Of course the logical step that should follow is that if everyone's a gamer sooner or later, does it not make sense to transform our daily activities to take advantage of this playful attitude? Indeed, it seems that many people think it does. On top of presenting many good suggestions on how to use virtual worlds and certain principles from them in work, Reeves & Read also present a rather thorough comparison of work and World of Warcraft guild activities. The two are strikingly (but not surprisingly) similar. There is just one major difference: people are paid to work but they pay to play WoW. Clearly, work needs to improve. The answer is gamification of work. I don't think we will see complete virtual worlds to support work anywhere in the future, but that doesn't mean we can't take a lot of good influences from games in general.

The idea is nowhere near new, and has been employed in various forms. The authors of Game-Based Marketing seem to have especially fallen in love with airlines' frequent flyer point systems, and they analyse it heavily. After reading the analysis I actually found it a bit disturbing. In gaming, I think there are good, bad and ugly motivational schemes. Normal, especially single player core games, are mostly on the good side - they are based on learning and problem solving (i.e. the stuff that is emphasized in good game design literature). The bad is grinding (i.e. doing the same thing all over again in hope of (random) prizes), present in massively multiplayer online games in particular. The ugly? Taking advantage of social pressure. The whole "you will look bad at the eyes of your peers if you don't X".

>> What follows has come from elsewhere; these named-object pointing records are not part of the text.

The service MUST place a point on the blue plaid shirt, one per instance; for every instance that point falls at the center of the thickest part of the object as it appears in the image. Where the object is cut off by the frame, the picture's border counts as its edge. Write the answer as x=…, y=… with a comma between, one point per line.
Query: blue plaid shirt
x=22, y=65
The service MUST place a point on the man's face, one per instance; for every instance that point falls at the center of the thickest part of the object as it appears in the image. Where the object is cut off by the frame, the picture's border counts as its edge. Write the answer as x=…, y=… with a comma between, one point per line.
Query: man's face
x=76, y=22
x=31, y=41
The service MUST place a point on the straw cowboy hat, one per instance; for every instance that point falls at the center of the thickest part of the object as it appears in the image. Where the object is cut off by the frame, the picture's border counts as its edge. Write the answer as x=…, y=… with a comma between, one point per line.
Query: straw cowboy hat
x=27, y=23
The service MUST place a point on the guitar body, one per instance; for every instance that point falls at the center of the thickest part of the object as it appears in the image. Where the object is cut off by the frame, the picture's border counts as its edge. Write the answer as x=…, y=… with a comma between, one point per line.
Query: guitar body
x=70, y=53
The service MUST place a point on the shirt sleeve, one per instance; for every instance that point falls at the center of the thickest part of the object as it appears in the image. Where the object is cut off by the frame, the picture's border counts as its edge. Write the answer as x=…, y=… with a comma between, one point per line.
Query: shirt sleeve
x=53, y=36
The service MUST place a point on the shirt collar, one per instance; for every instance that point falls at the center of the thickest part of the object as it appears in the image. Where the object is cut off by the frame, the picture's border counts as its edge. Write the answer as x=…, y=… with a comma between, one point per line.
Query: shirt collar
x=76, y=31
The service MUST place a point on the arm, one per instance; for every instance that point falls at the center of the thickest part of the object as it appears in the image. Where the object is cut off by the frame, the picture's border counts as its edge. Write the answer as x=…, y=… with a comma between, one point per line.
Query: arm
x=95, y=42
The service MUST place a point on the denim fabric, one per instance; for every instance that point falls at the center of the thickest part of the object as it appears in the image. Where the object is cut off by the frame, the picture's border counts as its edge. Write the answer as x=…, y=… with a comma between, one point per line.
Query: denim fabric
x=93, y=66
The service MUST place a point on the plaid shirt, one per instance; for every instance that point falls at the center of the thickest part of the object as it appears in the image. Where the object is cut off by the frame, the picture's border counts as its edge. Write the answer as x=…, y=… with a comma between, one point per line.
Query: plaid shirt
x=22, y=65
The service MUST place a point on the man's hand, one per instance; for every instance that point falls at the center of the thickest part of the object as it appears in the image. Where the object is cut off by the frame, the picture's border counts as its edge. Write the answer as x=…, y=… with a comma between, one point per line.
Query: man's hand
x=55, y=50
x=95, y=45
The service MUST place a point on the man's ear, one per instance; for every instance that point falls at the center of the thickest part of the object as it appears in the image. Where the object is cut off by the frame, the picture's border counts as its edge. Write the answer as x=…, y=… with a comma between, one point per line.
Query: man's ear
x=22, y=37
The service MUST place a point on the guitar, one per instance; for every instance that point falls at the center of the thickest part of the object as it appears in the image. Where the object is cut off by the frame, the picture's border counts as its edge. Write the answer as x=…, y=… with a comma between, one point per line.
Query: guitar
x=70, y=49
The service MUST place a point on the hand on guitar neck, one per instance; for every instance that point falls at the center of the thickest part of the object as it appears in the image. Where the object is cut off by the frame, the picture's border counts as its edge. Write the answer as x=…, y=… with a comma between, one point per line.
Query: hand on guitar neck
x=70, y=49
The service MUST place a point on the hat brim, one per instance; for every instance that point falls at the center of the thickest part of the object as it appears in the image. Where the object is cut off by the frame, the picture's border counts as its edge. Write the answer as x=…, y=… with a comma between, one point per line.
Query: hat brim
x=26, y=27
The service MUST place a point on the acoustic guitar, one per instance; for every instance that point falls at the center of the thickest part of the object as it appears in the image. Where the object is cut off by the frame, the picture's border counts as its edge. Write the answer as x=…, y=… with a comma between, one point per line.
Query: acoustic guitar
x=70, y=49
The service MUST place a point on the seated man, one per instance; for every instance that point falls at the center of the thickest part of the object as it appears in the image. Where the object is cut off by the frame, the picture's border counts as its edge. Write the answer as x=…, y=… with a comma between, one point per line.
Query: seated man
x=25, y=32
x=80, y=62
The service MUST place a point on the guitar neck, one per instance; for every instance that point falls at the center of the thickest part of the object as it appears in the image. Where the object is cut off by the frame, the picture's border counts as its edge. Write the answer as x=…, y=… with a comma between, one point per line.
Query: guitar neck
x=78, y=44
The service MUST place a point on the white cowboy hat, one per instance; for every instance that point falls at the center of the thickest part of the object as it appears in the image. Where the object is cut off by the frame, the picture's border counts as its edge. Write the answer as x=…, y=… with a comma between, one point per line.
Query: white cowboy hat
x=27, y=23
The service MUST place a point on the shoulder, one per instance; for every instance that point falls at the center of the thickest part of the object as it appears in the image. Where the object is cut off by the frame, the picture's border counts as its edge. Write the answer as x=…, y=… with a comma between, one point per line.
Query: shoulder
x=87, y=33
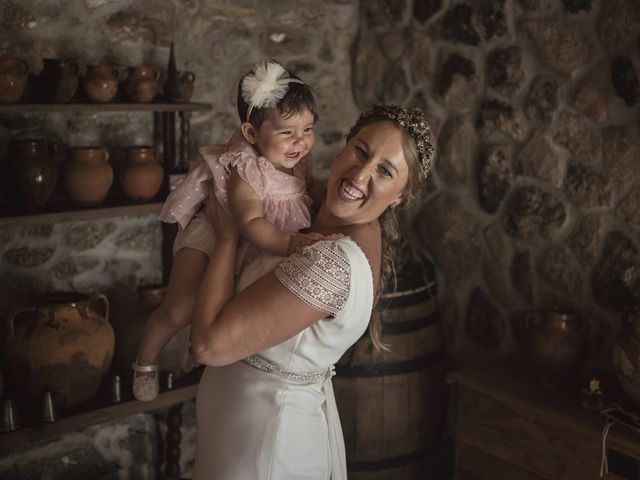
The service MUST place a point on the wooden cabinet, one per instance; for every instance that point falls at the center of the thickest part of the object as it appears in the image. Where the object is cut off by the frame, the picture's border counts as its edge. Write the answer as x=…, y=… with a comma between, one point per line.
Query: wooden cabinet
x=511, y=427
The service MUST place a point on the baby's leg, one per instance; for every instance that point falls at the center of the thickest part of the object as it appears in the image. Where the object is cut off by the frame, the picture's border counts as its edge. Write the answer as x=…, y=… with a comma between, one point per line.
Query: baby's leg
x=174, y=313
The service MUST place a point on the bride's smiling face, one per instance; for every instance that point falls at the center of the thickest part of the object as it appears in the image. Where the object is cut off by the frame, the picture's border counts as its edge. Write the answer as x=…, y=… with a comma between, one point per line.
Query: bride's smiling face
x=369, y=175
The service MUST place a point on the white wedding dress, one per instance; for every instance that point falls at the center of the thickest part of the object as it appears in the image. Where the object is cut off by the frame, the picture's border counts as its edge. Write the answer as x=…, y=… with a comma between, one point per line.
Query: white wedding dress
x=273, y=416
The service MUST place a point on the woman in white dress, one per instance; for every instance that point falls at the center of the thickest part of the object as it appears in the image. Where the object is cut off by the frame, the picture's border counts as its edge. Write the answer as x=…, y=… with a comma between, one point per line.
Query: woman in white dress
x=265, y=404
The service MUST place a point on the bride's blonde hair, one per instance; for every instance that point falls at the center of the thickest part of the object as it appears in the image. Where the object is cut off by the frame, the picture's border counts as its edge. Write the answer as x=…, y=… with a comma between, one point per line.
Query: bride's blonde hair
x=390, y=232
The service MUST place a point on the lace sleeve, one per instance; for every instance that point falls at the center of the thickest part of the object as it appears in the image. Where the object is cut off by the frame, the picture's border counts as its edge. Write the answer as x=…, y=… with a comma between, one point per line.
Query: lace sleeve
x=321, y=276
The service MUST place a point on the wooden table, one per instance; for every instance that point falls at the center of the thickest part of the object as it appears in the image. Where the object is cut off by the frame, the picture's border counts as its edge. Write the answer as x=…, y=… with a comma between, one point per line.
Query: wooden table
x=511, y=427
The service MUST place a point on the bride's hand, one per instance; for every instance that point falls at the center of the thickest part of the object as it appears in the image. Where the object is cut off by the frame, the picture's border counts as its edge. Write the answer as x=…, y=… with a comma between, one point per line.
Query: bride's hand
x=223, y=225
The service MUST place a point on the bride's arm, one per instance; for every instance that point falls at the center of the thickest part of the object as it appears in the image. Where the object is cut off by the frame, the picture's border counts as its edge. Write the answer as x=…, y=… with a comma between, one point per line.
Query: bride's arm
x=225, y=328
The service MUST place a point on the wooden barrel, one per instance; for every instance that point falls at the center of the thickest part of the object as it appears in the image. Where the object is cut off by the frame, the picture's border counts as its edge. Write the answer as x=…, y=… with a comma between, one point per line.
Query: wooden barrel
x=393, y=404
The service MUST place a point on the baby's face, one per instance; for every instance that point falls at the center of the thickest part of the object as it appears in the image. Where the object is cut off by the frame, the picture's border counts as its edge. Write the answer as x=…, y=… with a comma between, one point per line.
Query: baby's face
x=284, y=141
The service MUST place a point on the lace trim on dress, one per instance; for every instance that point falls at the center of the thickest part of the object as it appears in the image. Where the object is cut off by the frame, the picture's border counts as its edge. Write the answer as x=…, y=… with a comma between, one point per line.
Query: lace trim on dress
x=277, y=370
x=321, y=276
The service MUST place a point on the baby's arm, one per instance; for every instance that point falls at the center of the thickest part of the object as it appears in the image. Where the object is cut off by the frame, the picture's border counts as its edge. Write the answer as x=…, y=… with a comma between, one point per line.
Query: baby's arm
x=246, y=207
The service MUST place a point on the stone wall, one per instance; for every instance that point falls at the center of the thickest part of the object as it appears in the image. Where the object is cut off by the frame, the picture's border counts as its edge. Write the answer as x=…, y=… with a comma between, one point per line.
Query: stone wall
x=217, y=40
x=534, y=199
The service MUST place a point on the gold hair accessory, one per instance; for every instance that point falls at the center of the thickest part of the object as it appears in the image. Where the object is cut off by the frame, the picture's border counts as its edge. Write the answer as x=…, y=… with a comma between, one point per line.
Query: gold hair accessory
x=412, y=121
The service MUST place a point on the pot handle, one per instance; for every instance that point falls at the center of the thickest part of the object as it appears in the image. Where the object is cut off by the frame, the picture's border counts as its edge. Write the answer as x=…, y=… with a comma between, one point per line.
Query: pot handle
x=13, y=315
x=103, y=298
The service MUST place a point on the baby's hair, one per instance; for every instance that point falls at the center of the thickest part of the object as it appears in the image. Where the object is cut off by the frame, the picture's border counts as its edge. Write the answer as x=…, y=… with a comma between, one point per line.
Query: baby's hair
x=299, y=97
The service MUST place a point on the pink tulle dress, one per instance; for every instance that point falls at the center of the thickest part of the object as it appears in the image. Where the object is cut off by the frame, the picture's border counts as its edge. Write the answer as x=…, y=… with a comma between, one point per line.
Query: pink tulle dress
x=284, y=198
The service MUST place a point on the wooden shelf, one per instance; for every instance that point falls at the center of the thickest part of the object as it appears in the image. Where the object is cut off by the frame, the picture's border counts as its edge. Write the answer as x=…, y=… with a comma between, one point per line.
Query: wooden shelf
x=104, y=107
x=65, y=213
x=100, y=412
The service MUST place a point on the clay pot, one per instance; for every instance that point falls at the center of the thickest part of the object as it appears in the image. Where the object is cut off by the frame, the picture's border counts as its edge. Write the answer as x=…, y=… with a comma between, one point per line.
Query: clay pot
x=555, y=343
x=31, y=172
x=63, y=343
x=87, y=176
x=142, y=84
x=141, y=174
x=13, y=79
x=626, y=353
x=129, y=320
x=100, y=83
x=179, y=86
x=58, y=80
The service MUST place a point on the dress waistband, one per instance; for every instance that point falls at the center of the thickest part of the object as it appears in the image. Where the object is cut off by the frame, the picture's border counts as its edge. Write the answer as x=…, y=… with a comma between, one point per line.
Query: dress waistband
x=273, y=368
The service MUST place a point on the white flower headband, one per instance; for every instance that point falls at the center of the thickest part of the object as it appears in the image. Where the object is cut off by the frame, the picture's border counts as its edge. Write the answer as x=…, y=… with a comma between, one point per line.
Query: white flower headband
x=266, y=85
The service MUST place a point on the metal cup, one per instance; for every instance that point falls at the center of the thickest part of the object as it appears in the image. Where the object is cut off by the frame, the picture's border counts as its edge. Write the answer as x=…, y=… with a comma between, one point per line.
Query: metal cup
x=48, y=409
x=169, y=380
x=10, y=420
x=116, y=389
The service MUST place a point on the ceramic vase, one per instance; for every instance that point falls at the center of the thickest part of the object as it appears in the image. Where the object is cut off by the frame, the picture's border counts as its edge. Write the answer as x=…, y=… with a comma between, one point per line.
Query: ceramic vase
x=63, y=343
x=141, y=174
x=87, y=176
x=13, y=79
x=30, y=173
x=100, y=83
x=142, y=84
x=58, y=80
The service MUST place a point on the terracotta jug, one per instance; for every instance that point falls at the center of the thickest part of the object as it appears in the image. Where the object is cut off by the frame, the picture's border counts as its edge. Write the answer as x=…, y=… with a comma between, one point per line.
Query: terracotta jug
x=141, y=174
x=87, y=176
x=626, y=353
x=100, y=83
x=129, y=319
x=63, y=343
x=179, y=86
x=58, y=80
x=555, y=343
x=31, y=172
x=142, y=84
x=13, y=79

The last one I've labeled ugly because it's kind of in the grey area. Competition also falls there in a way, when you think about the people who are last on various lists. It also has to do with keeping up appearances, which can be an important motivation to some people. However the problem is that it can make some people feel incredibly bad about themselves. This is actually something worth a lot of consideration about gamification: if playing is no longer voluntary (being part of one's job for example), will it have negative consequences on some people? I think it's a problem when games are creating more social pressure. There's enough of that around as is.

Overall, the bad and the ugly are a huge ethic dilemma. The gaming industry is in it for the money, and these motivational schemes are excellent at keeping players playing, and therefore keeping the revenue streams stable. The same goes for other commercial types of gamification such as marketing. Gamification is powerful, I think at this point there's no denying it. In academic research it should be our goal to put some serious consideration to these ethical questions, and strive to create beneficial gamification. I mean, really improve lives. This is what my research will be about.

As a finisher, I seriously recommend reading Fun Inc. and Total Engagement. These are really solid books that summarize why you should consider gamification - of everything.